Yeah, I’m a Mormon. But this isn’t a message for The Church of Jesus Christ of Latter-day Saints. It’s more of a science issue than a religious one.

Some people see smoking or vaping as a necessary ingredient in a quality life. And they’ll find the science to back it up. By science, I mean whatever supports their argument.

For example, jangled nerves. It was a serious illness in 1933. “Proof” was all over the newspapers. The malady swept America, affecting hundreds of thousands of people who could be cured if they would just get a grip and smoke a Camel cigarette.

The testimonials of people who couldn’t afford to have their nerves jangled — surgeons, athletes, mothers, pilots, bronco busters, actors and scientists — were all the proof anyone needed to get steady.

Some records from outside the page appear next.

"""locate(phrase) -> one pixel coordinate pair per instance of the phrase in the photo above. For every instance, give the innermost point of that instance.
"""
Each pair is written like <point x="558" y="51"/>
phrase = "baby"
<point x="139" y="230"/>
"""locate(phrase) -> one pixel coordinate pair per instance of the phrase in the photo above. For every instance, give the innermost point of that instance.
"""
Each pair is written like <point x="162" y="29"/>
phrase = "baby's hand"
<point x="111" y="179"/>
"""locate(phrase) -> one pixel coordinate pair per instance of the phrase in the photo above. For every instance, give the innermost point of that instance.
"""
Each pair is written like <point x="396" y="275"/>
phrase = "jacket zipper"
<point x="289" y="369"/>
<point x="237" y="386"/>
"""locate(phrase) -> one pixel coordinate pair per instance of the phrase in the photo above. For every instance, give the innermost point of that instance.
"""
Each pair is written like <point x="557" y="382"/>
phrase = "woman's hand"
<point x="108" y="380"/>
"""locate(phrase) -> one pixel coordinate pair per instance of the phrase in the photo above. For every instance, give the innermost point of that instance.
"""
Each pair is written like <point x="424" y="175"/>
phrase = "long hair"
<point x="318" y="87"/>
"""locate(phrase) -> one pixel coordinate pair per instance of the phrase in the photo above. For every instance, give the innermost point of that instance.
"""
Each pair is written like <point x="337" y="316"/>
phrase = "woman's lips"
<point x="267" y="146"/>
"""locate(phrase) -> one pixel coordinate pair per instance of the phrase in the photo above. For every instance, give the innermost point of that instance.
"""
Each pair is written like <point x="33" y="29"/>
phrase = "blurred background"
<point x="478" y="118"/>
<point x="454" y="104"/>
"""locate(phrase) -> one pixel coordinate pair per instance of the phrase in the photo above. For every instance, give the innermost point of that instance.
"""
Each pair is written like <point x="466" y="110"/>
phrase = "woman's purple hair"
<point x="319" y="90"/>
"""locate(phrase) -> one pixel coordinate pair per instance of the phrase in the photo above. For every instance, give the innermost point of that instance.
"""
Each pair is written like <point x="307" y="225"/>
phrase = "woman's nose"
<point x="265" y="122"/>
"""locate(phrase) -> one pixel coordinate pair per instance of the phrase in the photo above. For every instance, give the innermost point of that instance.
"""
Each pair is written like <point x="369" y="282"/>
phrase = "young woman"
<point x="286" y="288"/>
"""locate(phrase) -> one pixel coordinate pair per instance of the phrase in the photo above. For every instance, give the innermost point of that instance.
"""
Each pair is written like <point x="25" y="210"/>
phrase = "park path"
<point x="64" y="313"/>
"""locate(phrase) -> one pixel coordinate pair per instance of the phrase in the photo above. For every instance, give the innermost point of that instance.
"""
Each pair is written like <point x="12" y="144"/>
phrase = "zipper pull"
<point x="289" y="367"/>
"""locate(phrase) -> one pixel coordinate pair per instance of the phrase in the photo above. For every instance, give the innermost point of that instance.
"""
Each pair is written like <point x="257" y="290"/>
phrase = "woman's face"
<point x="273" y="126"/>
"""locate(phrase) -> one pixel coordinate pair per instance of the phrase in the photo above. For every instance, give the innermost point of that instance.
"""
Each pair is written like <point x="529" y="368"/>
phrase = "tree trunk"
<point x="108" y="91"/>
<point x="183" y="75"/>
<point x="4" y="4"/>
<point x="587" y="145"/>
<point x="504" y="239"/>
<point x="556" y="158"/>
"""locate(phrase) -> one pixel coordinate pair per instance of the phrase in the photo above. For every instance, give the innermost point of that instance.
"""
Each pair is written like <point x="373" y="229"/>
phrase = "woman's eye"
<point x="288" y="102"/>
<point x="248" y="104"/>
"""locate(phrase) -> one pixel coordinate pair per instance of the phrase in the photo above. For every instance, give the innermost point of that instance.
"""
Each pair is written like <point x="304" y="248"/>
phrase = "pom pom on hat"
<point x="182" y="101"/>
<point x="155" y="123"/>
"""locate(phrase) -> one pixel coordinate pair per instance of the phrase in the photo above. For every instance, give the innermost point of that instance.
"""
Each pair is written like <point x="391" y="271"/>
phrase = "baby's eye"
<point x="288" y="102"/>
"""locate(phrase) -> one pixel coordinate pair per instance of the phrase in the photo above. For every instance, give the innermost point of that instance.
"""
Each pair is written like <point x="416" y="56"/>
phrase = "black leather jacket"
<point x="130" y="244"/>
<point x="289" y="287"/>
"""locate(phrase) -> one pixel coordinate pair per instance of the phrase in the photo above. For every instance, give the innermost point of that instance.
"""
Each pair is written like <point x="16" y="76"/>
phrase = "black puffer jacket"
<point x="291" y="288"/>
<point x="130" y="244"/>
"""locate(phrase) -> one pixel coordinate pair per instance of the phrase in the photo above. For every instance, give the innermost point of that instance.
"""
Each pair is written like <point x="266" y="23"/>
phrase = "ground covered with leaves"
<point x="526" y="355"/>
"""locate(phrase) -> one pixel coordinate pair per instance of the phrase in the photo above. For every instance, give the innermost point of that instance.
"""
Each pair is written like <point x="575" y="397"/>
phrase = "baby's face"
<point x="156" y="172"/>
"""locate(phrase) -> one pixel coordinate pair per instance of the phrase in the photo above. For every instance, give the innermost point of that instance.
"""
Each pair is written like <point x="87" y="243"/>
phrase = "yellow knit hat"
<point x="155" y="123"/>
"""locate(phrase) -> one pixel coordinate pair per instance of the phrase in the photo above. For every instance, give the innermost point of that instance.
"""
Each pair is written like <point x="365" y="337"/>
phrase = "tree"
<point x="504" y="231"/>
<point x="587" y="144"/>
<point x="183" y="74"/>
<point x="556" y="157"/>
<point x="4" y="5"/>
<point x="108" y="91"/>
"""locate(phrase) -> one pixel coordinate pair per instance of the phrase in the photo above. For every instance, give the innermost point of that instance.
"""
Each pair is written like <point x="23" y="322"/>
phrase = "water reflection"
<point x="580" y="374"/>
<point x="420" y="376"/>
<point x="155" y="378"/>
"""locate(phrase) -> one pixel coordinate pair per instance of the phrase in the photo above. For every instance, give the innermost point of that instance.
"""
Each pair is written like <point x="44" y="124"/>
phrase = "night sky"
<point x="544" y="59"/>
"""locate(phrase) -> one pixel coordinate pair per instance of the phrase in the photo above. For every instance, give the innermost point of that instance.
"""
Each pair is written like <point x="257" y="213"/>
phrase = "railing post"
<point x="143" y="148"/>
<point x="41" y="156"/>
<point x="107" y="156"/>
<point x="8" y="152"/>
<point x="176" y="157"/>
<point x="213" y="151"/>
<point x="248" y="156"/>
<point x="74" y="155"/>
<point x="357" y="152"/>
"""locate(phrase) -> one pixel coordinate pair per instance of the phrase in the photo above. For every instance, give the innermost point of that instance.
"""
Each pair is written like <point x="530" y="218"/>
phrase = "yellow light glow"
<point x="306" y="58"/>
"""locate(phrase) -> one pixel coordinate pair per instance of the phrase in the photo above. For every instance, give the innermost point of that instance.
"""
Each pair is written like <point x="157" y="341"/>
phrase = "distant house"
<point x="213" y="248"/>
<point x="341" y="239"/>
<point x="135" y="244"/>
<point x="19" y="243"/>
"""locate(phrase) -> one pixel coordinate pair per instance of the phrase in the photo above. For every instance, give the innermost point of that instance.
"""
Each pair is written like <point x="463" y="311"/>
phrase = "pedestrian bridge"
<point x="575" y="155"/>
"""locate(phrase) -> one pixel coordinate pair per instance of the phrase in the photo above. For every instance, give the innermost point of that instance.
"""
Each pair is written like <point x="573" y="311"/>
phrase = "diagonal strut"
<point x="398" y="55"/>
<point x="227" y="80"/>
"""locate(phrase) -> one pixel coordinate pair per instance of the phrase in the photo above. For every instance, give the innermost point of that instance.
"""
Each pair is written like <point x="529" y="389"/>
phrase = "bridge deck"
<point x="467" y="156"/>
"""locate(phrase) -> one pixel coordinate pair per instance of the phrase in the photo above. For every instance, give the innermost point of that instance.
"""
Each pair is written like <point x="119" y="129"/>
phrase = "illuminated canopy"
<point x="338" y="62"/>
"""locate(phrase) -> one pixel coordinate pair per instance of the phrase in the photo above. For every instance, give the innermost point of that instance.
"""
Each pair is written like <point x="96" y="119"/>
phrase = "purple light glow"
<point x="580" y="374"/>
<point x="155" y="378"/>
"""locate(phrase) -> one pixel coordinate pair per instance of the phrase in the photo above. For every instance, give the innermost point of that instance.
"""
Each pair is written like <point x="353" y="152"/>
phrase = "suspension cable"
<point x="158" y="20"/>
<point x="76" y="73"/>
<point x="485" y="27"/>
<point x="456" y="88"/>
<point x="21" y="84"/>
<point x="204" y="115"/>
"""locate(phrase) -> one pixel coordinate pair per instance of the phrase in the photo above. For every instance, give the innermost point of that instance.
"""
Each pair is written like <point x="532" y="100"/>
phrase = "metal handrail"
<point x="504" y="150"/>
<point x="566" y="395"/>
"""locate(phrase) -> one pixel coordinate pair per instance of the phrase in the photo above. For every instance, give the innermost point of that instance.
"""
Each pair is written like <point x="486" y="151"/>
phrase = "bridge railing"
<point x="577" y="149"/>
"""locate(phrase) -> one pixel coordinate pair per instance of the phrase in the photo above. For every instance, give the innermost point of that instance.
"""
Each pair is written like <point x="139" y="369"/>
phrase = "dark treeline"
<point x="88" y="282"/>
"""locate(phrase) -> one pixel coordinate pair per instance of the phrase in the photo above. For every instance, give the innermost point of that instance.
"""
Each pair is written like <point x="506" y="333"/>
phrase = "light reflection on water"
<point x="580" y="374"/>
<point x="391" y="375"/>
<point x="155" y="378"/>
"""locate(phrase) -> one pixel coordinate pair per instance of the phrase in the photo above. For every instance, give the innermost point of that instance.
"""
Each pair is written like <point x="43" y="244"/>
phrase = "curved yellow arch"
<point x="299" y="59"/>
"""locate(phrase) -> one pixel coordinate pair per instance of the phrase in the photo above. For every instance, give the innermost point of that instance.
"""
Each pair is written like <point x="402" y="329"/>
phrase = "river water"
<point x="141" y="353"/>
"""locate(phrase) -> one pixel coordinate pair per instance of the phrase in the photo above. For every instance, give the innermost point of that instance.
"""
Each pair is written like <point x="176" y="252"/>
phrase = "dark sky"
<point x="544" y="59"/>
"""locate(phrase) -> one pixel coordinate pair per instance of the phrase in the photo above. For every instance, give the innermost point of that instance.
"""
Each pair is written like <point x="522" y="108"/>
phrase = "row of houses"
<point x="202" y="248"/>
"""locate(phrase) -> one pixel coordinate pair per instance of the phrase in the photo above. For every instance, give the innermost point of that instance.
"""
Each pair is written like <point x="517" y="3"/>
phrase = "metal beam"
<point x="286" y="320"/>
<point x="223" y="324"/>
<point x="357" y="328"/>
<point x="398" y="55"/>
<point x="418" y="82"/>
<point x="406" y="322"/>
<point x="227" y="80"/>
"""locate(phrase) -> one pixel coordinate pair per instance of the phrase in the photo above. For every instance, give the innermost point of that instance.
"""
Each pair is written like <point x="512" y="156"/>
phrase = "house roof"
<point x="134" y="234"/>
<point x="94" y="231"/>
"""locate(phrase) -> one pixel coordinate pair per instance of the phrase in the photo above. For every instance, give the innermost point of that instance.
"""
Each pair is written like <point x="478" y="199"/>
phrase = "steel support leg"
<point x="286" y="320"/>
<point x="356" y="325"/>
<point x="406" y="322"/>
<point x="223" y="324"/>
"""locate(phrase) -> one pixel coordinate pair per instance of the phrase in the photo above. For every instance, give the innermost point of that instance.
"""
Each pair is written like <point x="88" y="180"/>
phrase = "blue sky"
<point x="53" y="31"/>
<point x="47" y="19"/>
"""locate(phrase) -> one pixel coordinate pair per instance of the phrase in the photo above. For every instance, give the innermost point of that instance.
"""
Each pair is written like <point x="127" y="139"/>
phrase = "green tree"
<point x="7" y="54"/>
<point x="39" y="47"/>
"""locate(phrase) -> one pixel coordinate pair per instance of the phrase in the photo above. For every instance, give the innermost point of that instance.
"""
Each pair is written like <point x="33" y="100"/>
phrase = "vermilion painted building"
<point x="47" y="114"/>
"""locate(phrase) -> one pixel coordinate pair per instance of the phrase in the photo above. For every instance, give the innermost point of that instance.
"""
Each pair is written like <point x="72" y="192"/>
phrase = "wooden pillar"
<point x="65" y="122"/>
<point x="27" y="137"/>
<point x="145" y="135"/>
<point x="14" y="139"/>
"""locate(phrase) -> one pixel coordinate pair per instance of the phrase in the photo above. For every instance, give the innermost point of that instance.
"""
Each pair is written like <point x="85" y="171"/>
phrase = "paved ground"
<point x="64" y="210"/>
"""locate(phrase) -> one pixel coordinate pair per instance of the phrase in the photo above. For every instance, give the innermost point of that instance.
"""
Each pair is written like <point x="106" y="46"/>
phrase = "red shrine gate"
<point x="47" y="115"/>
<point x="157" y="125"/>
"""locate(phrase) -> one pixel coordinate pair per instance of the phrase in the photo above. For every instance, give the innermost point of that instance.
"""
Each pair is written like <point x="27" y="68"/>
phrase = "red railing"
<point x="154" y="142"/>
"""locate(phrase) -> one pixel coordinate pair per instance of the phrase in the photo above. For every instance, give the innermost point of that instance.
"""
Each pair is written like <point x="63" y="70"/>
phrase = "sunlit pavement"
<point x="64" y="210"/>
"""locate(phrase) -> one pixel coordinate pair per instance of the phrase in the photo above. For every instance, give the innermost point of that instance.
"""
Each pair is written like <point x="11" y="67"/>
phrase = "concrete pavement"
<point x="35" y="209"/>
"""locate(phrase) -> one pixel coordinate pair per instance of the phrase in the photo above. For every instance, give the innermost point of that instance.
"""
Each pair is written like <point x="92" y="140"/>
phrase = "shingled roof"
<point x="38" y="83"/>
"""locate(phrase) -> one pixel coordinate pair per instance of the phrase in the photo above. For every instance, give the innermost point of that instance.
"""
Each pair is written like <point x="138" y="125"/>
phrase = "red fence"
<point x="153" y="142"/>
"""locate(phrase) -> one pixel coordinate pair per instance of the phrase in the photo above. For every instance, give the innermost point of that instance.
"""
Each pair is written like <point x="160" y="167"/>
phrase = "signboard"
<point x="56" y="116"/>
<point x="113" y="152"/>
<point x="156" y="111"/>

Housewife • “I get a lift with a Camel.”

Doctor • “Camels never get on my nerves.”

Athlete • “Camels don’t get my wind.”

To prove the science, the ads appeared with a cartoon devil jabbing a pitchfork into someone who is rattled.

Wiley Post, famed pilot and first airman to fly around the world solo, testified, “Smoking Camels as I have for so long, I never worry about healthy nerves — and I’m a constant smoker, too.”

It was even suggested that Post lived off Camels during his flight of 7 days, 18 hours, 49 minutes around the globe.

In addition to being wrong about the cure for jangled nerves, all of these people have one thing in common: They’re dead. I don’t know how they died, but it’s safe to say that smoking didn’t stretch their life spans.

OK, Post didn’t die of cancer. But it was never ruled out that he may have been trying to light a cigarette while taking off from an Alaskan lagoon in 1935. The plane crashed, killing him and Will Rogers.

Eventually, real science proved that secondhand smoke jangled the nerves of everyone who had to sit next to it. Smoking was banned in many public spaces.

For those who regularly smoke, going without a cigarette can really get on your nerves. I know because I used to smoke.

Cigarettes mostly, but also weed, hash and assorted other things. The only one I can definitely attest to as a cure for jangled nerves is marijuana. It’s amazing how little nerves matter when you’re thoroughly baked.

If I’m honest, I can definitely say that cannabis would have done me a world of good on my mission. My nerves were never so jangled as they were during those two years.

But as medicinally welcome as it would have been, I behaved myself. The only thing I smoked with any regularity on my mission was bus exhaust. And my testimony of that is that it wasn’t healthy.

Humans will always try to find a healthy way around doing unhealthy things. We want what we want — even if it kills us. But if it’s an attraction to feeling great that you’re looking for, go with the dependency that you were born with.

Want to see really jangled nerves? Try not breathing at all for two minutes.